Affiliations: [a] Department of Computing, University of Surrey, Guildford, Surrey, GU2 7XH, England. {s.moschoyiannis, p.krause}@surrey.ac.uk
Note: [*] This work was partly funded by the UK Research Council EPSRC, under the project Evolution and Resilience of Industrial Ecosystems (ERIE), Contract No. EP/H021779/1.
Note: [†] Address for correspondence: Department of Computing, University of Surrey, Guildford, Surrey, GU2 7XH, England.

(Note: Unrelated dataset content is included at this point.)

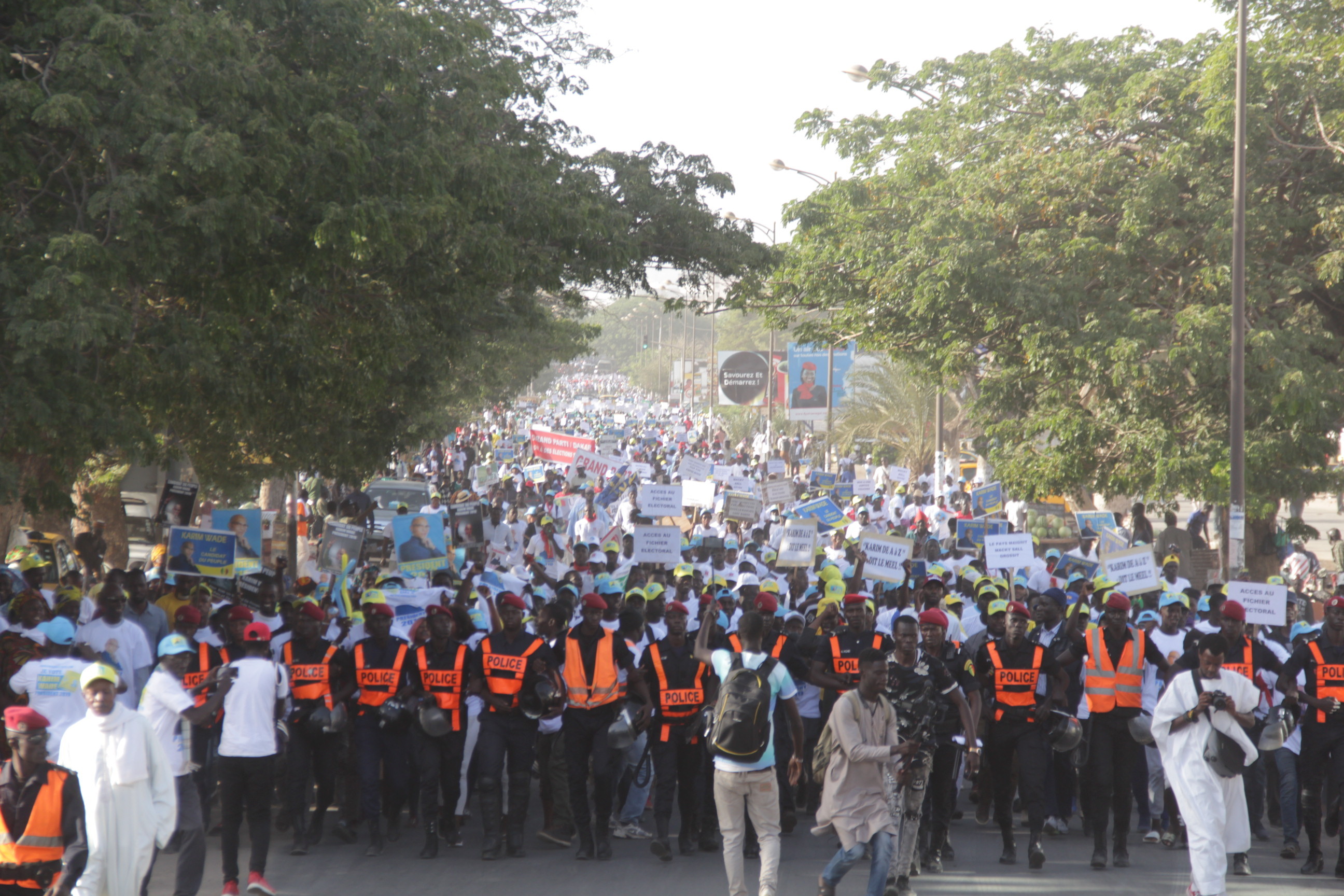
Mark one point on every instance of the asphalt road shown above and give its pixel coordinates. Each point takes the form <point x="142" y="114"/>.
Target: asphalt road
<point x="337" y="868"/>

Abstract: The concept of a digital ecosystem (DE) has been used to explore scenarios in which multiple online services and resources can be accessed by users without there being a single point of control, which can be used to effectively serialise their interactions. We argue in this paper that this weak coupling between services places additional demands on the modelling of compensation and recovery management in long-running transactions over traditional SOC related formalisms. We describe an adaptation of Shields’ vector languages, in that the synchronisation constraint is removed (no shared actions), as a formal semantics for a transaction in terms of the common ordering constraints on the underlying interactions between its participants. The notation afforded by the so-called transaction languages captures the invocations on each participant service (online resource), and at each point during execution, across the whole transaction. Concurrency is modelled explicitly through a notion of independence, which is lifted onto tuples of sequences (one for each participant of the transaction) rather than individual sequences, as in Mazurkiewicz trace languages or events, as in the event structures model. Participating subcomponents execute concurrently and failure of one or more causes the recovery of the whole transaction. Compensations are triggered immediately upon failure and concurrent forward actions are compensated concurrently. We highlight the benefits of our true-concurrent approach in the context of DEs and outline connections of transaction languages to other partial order models. Further, we discuss how our approach supports forward recovery in that recovering the whole transaction is avoided wherever possible.